While conducting a biochemical study using E. coli cells at Osaka University in Japan in 1987, Dr. Yoshizumi Ishino observed a unique pattern in DNA sequence that repeats multiple times and with a different spacer content between the DNA repeats.1,2 Due to the rudimentary nature of DNA sequencing technologies back then, follow-up studies were a long process. In 1993, the same unique repeat DNA sequences were noticed in archaea.3 It was not until more than two decades later that more in-depth CRISPR characterization was carried out as more sophisticated sequencing apparatus became available.
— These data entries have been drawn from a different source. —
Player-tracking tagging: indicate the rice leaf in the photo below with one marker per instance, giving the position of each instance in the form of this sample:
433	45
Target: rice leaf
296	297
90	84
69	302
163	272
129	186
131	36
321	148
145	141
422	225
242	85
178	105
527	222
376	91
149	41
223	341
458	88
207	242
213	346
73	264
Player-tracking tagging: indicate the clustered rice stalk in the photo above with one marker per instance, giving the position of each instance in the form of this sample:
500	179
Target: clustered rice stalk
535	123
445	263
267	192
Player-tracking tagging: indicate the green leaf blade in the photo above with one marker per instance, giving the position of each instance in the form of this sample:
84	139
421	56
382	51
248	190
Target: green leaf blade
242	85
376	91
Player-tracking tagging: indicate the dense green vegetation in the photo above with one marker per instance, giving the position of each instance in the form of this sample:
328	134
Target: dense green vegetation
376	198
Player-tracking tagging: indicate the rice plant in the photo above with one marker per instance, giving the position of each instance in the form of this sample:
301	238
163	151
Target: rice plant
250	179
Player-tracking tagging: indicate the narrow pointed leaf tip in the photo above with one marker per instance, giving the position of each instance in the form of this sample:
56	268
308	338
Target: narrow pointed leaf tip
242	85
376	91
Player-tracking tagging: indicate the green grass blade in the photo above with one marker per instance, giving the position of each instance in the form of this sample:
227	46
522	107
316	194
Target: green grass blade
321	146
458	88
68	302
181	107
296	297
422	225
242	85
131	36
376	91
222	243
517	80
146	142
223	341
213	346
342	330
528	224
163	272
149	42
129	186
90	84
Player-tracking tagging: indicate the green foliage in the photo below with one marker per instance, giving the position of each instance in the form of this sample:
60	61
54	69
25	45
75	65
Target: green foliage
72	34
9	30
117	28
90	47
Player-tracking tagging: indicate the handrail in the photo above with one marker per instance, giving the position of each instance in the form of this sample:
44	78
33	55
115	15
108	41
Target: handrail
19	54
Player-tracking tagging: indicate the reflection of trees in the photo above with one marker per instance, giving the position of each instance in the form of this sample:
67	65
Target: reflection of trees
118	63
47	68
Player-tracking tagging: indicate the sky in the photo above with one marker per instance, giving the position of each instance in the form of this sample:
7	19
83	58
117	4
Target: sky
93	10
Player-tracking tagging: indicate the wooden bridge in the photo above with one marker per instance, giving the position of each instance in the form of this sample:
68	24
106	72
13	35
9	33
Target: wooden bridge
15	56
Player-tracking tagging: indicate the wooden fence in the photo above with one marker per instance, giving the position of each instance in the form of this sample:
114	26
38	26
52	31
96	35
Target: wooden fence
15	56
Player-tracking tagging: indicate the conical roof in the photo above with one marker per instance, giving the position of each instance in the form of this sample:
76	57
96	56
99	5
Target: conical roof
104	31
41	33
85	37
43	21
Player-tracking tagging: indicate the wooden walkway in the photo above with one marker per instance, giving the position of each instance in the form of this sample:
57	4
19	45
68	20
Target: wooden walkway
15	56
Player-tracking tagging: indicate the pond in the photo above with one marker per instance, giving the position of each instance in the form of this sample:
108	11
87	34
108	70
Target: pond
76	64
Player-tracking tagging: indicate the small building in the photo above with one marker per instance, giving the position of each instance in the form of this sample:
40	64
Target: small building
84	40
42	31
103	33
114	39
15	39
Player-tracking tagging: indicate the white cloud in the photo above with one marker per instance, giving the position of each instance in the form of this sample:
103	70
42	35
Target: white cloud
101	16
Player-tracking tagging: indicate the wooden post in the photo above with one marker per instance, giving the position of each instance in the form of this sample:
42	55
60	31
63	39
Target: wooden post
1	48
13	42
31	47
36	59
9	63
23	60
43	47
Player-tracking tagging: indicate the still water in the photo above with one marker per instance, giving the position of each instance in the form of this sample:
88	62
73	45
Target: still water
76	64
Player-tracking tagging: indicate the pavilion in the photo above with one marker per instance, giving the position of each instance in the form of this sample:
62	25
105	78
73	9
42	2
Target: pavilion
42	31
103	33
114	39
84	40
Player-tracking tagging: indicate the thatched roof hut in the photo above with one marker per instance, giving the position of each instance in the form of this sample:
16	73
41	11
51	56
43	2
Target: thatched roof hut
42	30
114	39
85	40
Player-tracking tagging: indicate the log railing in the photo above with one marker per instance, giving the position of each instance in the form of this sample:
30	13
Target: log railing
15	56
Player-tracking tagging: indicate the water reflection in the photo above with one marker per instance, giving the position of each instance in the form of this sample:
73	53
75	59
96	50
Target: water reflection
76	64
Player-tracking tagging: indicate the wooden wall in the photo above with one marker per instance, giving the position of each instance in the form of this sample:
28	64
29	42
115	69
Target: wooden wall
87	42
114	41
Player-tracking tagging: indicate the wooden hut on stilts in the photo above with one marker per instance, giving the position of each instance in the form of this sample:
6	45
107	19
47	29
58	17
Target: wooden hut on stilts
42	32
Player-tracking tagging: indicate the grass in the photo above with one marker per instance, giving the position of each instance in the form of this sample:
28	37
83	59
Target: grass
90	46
It was finally confirmed that the unusual repeat-spacer-repeat-spacer-repeat pattern is a brilliant bacterial immune defense system that helps bacteria recognize and combat invading viruses that preferentially target and infect bacteria.4
Today, this system is known as “clustered regularly interspaced palindromic repeats” using the acronym CRISPR.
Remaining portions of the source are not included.